Antes usaba un diagrama de conexion paralelo-spi y usaba el pony prog,pero desde hace un tiempo no puedo hacerlo funcionar, no detecta al micro y no puedo descargar.

Que puedo hacer??

Que me recomiendan??

Gracias de antemano.


----------



## alberto25790 (Feb 7, 2008)

hola que tal, talvez te sirva este circuito, es un programador por el puerto serie.

el archivo esta adjunto en este mensaje.

el software ensamblador lo puedes descargar directamente de la pagina oficial de atmel
http://www.atmel.com/dyn/products/tools_card.asp?tool_id=2725

y para quemar el micro pues dices que ia lo tienes es el ponyprog.
http://www.lancos.com/ppwin95.html


----------



## betosv (Feb 22, 2008)

oie de ke valor son los diodos zener?


----------



## alberto25790 (Feb 24, 2008)

son de 5v


----------



## ziggylolo (Mar 7, 2008)

alguien sabe si sirve este programador? lo que pasa esque no entiendo del todo su funcionamiento no encuentro el vcc si alguien sabe algo agradeceria espuesta


----------



## el.cid (Jul 3, 2008)

funciona, es el que empleo para programar, el regulador de voltaje es opcional, porque se puede emplear uno con encapsulado como el de los tip's, nada más hay que cambiar la configuración de las patitas del integrado en el diagrama


----------



## zefepb (Oct 25, 2008)

Disculpa pero tengo una duda con el circuito, el transistor esta bien polarizado (el colector va ha tierra) no logro entender esa parte del circuito.


----------



## Chico3001 (Mar 4, 2009)

No seria mas simple usar el Arduino?

http://arduino.cc/es/Metodologia/Descripcion


----------



## el.cid (Mar 5, 2009)

Cuando un transistor es empleado en servicio de conmutación, para el dispositivo npn el emisor va a tierra, y cuando es pnp, es el colector.


----------



## peterdbp (Ene 13, 2010)

Hola Chico3001, te doy la razón, en Arduino es mas fácil, pero tengo un problemilla similar, tengo el Arduino Duemilanove, ahí trae el ATMEGA328, el tema del que se habla es del ATMEGA8535, mis dudas son: 

1.- Los programas que genera el lenguaje Processing/Wiring de Arduino para el ATMEGA328, ¿son compatibles con el ATMEGA8535?

2.- ¿Existe algún plugin o interfaz que ocupe las librerias del lenguaje Processing/Wiring de Arduino para programar un ATMEGA8535?

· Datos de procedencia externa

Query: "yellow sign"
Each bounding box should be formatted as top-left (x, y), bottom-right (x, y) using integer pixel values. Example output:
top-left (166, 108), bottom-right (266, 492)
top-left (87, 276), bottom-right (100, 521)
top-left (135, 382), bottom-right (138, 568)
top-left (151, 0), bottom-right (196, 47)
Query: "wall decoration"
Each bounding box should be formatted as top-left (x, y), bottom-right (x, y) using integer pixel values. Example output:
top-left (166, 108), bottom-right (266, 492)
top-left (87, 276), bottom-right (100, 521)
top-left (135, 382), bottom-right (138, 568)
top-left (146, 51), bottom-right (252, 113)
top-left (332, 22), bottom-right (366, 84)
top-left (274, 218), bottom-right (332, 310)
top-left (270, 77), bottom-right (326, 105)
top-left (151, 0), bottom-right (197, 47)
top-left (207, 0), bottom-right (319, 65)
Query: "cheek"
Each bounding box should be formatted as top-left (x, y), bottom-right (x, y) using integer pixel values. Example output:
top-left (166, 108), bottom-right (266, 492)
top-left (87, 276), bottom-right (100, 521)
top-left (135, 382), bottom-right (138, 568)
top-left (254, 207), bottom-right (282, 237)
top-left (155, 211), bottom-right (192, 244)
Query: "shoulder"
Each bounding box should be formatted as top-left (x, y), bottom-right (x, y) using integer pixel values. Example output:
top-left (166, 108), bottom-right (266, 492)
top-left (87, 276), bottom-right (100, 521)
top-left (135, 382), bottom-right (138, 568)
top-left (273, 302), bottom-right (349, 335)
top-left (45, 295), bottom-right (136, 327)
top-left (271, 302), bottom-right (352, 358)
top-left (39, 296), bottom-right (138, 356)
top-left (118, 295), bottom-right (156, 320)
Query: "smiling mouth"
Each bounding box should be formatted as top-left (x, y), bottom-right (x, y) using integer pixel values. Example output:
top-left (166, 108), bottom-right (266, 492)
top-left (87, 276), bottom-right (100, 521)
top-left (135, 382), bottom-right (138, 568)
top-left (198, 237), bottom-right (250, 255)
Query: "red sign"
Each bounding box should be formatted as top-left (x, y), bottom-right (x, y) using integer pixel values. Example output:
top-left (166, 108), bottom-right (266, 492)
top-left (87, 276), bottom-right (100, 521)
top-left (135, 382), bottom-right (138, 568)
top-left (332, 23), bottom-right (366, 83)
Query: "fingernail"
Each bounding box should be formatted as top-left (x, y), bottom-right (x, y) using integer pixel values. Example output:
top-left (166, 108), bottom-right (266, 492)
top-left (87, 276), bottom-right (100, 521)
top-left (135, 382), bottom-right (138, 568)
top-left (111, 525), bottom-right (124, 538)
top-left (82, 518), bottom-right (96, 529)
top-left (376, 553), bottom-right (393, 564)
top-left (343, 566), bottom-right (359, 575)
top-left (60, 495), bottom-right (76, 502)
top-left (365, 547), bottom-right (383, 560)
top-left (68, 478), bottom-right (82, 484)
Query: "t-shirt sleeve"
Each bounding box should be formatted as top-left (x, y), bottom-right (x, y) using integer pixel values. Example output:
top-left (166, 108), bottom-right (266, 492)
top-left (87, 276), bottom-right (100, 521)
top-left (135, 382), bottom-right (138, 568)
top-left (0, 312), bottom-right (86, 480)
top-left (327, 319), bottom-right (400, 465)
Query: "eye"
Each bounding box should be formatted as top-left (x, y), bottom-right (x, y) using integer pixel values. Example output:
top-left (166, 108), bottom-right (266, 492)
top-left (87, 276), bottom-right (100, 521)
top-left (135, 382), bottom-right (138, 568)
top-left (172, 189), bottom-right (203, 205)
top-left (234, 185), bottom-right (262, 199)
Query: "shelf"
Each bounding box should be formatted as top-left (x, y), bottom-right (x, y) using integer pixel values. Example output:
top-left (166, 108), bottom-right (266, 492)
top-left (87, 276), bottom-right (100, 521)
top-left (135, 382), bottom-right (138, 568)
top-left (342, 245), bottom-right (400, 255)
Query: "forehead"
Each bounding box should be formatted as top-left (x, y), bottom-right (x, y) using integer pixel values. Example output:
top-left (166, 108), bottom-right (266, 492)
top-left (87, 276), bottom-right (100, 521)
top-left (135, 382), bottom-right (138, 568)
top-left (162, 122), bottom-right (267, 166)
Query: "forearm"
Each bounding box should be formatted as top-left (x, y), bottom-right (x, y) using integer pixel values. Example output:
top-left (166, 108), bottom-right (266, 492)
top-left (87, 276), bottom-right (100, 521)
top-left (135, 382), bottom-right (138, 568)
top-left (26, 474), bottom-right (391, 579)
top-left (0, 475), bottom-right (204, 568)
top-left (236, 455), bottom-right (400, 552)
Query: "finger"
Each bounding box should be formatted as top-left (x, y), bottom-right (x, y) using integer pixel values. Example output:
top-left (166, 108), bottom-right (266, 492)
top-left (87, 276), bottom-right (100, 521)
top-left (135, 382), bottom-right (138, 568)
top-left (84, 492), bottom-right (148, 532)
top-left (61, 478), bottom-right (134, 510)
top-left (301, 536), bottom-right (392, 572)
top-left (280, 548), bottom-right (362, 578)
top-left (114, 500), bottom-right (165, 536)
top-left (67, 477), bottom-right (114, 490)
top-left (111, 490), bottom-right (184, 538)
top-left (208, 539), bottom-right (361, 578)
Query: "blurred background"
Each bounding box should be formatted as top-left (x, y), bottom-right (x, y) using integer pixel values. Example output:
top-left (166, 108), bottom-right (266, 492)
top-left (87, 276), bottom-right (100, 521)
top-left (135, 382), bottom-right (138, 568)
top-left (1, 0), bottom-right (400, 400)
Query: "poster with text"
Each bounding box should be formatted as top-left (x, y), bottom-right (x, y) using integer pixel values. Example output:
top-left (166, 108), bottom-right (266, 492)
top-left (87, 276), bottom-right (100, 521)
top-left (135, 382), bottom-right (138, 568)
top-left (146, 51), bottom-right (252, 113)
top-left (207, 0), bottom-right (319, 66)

La razon por la que te digo es que, estoy realizando un proyecto de universidad y ocupo el lenguaje Processing/Wiring para realizar módulos y probarlos en la placa Arduino, y así al final obtener un código completo para programarlo en un ATMEGA8535.


----------



## Chico3001 (Ene 14, 2010)

Lo que sucede es que el MEGA8515 esta obsoleto desde hace algun tiempo... por eso el arduino no lo usa... 

Me imagino que debe traer librerias para usarlo... pero sinceramente yo saltaria a usar algun mega comercial...


----------